SAN FRANCISCO, California, May 9, 2001 – The gap between California’s rich and poor narrowed in the mid to late 1990s, according to a study released today by the Public Policy Institute of California (PPIC). But the news isn’t all good: The study also found that California’s income inequality remains much higher than it was in the 1970s and 1980s and substantially higher than in the rest of the nation.
The study, Population Mobility and Income Inequality in California, is the first to analyze family income inequality through 1999. Authors Mary Daly, Deborah Reed, and Heather Royer find that, in the mid 1990s, faster income growth at the lower end of the income distribution caused the gap between families near the bottom and families near the top to decrease by 7 percent. In the late 1990s, the gap neither increased nor decreased because income grew at an equal rate for families near both ends of the distribution.
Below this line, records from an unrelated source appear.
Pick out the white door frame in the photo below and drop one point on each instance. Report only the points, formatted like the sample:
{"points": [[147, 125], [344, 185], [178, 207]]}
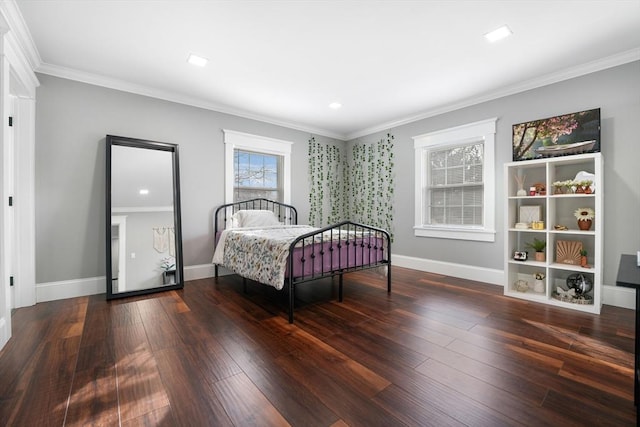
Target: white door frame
{"points": [[18, 85]]}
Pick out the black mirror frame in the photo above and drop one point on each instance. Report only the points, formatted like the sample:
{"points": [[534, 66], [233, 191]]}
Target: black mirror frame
{"points": [[112, 140]]}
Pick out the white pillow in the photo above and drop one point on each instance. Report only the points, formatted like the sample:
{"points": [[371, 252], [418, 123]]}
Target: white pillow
{"points": [[255, 218]]}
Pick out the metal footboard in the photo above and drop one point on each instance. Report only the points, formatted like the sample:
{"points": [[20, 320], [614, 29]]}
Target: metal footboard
{"points": [[335, 250]]}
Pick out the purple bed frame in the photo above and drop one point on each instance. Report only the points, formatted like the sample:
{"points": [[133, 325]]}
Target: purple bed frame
{"points": [[316, 254]]}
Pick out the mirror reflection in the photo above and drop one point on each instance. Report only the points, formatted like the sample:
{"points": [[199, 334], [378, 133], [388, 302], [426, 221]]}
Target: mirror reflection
{"points": [[143, 250]]}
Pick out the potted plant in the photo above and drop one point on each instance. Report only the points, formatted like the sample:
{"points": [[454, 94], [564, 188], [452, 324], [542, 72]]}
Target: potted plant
{"points": [[538, 246], [585, 217], [168, 266], [538, 285], [585, 186], [583, 258]]}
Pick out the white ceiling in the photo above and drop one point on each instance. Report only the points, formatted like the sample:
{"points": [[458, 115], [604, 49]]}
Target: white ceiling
{"points": [[387, 62]]}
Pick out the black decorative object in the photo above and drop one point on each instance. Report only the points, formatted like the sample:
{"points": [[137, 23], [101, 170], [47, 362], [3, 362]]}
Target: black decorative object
{"points": [[580, 282]]}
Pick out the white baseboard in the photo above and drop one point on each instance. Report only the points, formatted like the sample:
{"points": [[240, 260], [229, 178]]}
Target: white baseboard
{"points": [[612, 295], [195, 272], [5, 332], [52, 291], [481, 274]]}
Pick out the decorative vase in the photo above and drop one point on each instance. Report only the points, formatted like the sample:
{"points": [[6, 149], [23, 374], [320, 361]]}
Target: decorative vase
{"points": [[585, 224]]}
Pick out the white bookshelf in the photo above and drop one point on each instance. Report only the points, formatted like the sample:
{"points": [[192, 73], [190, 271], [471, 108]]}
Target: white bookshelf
{"points": [[556, 209]]}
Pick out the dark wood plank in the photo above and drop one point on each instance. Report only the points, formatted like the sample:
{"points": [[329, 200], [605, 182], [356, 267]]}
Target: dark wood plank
{"points": [[436, 351]]}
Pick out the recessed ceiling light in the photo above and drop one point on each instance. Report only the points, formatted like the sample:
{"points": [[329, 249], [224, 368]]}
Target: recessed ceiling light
{"points": [[197, 60], [498, 34]]}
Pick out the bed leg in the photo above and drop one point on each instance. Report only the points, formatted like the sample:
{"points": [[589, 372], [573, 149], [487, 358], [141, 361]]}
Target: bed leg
{"points": [[389, 278], [291, 299]]}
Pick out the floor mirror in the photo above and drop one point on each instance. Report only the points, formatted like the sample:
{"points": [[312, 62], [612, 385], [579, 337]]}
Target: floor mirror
{"points": [[143, 226]]}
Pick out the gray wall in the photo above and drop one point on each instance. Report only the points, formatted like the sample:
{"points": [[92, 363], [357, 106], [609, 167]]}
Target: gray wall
{"points": [[72, 120], [616, 91]]}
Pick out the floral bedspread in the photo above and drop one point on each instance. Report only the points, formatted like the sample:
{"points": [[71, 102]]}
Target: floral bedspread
{"points": [[258, 254]]}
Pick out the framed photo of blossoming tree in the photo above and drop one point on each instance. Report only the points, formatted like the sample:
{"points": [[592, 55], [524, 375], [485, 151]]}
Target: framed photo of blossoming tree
{"points": [[564, 135]]}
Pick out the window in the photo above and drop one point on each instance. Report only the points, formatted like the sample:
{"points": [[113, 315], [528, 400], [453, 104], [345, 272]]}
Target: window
{"points": [[455, 182], [256, 175], [256, 166]]}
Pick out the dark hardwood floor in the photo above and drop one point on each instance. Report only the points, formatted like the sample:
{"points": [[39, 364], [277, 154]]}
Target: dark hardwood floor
{"points": [[438, 351]]}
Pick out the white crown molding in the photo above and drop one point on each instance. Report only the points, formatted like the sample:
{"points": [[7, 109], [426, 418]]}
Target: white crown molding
{"points": [[569, 73], [111, 83], [98, 80], [22, 52], [18, 27]]}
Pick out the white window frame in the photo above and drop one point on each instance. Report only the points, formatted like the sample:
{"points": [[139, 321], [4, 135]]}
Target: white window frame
{"points": [[260, 144], [484, 131]]}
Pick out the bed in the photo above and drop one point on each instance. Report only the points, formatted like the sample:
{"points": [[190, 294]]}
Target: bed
{"points": [[260, 240]]}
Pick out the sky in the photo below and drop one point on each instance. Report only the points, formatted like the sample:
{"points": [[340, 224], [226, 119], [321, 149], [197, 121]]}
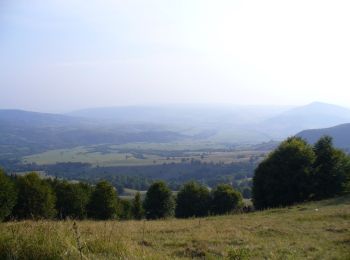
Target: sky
{"points": [[65, 55]]}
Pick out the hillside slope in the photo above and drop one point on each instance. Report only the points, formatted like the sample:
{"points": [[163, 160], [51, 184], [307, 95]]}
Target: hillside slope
{"points": [[318, 230], [339, 133], [23, 133], [311, 116]]}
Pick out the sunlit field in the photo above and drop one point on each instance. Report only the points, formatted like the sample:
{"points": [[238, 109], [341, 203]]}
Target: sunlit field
{"points": [[319, 230]]}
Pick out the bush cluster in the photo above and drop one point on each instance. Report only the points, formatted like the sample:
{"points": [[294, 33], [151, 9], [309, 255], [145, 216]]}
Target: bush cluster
{"points": [[297, 172], [33, 197]]}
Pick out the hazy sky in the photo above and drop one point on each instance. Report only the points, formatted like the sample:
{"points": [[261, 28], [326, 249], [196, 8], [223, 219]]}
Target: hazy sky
{"points": [[64, 55]]}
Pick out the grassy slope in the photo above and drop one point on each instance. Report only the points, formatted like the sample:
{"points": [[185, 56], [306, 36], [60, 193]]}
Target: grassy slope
{"points": [[319, 230]]}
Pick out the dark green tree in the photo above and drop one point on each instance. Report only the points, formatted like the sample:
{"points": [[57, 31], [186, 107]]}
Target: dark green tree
{"points": [[137, 209], [125, 209], [331, 169], [285, 176], [36, 198], [225, 199], [72, 199], [159, 201], [193, 200], [103, 202], [8, 195]]}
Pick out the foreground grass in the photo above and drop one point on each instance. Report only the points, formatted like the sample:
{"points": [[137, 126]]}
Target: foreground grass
{"points": [[319, 230]]}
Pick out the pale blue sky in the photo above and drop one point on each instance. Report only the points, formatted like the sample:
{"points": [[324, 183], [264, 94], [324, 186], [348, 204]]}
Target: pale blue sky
{"points": [[64, 55]]}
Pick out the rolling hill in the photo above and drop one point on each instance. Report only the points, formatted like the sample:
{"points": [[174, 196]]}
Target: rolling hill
{"points": [[23, 133], [311, 116], [339, 133]]}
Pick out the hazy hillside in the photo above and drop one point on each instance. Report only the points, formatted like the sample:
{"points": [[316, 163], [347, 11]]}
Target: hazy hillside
{"points": [[23, 133], [340, 134], [314, 115]]}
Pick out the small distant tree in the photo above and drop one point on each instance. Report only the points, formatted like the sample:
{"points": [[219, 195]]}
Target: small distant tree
{"points": [[331, 169], [137, 209], [72, 199], [247, 193], [103, 202], [125, 209], [285, 176], [193, 200], [8, 196], [225, 199], [159, 201], [36, 198]]}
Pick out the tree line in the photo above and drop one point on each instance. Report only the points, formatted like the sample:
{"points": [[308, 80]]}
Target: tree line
{"points": [[297, 171], [33, 197]]}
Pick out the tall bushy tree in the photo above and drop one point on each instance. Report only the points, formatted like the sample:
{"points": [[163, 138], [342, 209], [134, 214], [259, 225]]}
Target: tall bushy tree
{"points": [[159, 201], [193, 200], [331, 169], [103, 202], [137, 209], [36, 198], [8, 195], [225, 199], [285, 176], [72, 199]]}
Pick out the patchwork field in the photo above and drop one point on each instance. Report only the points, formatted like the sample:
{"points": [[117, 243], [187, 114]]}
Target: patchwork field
{"points": [[141, 154], [319, 230]]}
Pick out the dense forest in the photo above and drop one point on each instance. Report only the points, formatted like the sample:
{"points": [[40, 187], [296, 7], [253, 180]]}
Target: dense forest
{"points": [[32, 197], [294, 172]]}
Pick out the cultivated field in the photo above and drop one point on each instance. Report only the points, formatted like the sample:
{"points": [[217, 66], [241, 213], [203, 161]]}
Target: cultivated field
{"points": [[319, 230], [142, 154]]}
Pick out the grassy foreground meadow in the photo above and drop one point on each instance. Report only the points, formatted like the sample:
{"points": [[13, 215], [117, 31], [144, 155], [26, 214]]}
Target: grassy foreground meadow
{"points": [[317, 230]]}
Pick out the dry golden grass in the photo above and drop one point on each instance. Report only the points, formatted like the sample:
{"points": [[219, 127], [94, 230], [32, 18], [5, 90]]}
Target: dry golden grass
{"points": [[319, 230]]}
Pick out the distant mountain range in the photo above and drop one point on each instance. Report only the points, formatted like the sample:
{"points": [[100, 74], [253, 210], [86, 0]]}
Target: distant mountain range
{"points": [[23, 133], [314, 115], [339, 133]]}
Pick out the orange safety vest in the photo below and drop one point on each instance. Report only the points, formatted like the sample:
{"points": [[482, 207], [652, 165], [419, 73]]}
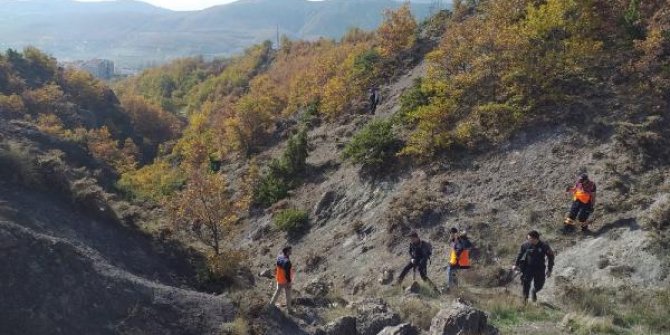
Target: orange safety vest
{"points": [[582, 195], [281, 275], [463, 261]]}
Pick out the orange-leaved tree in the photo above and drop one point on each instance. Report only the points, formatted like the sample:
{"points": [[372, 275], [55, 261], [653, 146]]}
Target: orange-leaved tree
{"points": [[398, 31], [205, 208]]}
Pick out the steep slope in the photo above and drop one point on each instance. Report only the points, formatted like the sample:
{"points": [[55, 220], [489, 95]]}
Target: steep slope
{"points": [[358, 220], [71, 266]]}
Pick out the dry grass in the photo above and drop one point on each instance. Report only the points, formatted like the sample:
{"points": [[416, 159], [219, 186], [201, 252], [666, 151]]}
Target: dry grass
{"points": [[507, 311], [239, 326], [585, 325], [416, 311]]}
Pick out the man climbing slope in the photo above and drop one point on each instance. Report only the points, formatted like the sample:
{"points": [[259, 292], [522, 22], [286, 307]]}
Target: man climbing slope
{"points": [[420, 251], [531, 262], [375, 98], [459, 255], [283, 274], [584, 200]]}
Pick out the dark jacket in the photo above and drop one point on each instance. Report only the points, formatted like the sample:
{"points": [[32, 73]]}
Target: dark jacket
{"points": [[532, 257], [285, 263], [419, 252]]}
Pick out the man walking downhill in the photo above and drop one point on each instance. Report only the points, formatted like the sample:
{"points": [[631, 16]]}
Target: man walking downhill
{"points": [[459, 255], [584, 200], [283, 274], [375, 98], [420, 252], [531, 263]]}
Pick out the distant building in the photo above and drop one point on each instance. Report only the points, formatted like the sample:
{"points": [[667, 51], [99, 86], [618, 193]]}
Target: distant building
{"points": [[99, 68]]}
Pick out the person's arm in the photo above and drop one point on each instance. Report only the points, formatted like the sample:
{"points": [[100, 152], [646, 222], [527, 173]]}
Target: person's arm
{"points": [[550, 257], [458, 247], [517, 263], [287, 268]]}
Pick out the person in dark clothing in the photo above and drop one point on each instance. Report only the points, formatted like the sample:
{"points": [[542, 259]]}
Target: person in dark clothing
{"points": [[375, 98], [584, 200], [284, 275], [420, 251], [531, 263]]}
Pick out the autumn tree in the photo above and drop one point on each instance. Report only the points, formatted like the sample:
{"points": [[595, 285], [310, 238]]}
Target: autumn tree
{"points": [[205, 209], [104, 147], [150, 121], [397, 32]]}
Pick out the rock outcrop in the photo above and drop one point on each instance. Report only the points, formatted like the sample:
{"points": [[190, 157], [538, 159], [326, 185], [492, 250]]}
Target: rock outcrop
{"points": [[461, 319]]}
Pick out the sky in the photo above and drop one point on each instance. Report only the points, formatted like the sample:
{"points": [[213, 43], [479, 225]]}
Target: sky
{"points": [[183, 4]]}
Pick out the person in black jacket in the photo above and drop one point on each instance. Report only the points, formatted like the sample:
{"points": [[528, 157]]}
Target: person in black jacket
{"points": [[531, 263], [420, 251]]}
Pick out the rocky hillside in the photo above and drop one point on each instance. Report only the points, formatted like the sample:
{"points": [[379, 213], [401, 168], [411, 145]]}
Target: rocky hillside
{"points": [[280, 147]]}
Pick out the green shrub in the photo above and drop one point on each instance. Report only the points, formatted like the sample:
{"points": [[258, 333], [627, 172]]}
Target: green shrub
{"points": [[373, 146], [284, 174], [272, 187], [291, 220], [413, 98]]}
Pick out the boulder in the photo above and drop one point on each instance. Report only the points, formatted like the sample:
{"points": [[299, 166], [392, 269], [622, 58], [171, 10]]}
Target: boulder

“This is positive news after years of steadily rising income inequality in California,” says economist and PPIC research fellow Deborah Reed. Nevertheless, income inequality remains a serious concern. Since 1969, the gulf between rich and poor has grown 50 percent in California, compared to 25 percent in the rest of the country. According to Reed, “We still have a sizeable income gap in this state; it would take years of decreases like these to bring income inequality back down to levels of the 1970s and 1980s.”
Reed also points out that the decrease coincides with a period of strong economic expansion and that the income gap could be affected by a slowing economy. A prolonged downturn would be particularly troublesome for lower-income families, who tend to be hit hardest during slumps and whose income over the past few decades has not returned to previous levels following economic declines.
Consistent with earlier PPIC reports, the study finds that immigration remains a leading contributor to the state’s high level of income inequality. An earlier PPIC report also found that the rising earnings value of education and experience has widened the income gap in California.
The Public Policy Institute of California is a private, nonprofit organization dedicated to objective, nonpartisan research on economic, social, and political issues that affect the lives of Californians. The Institute was established in 1994 with an endowment from William R. Hewlett.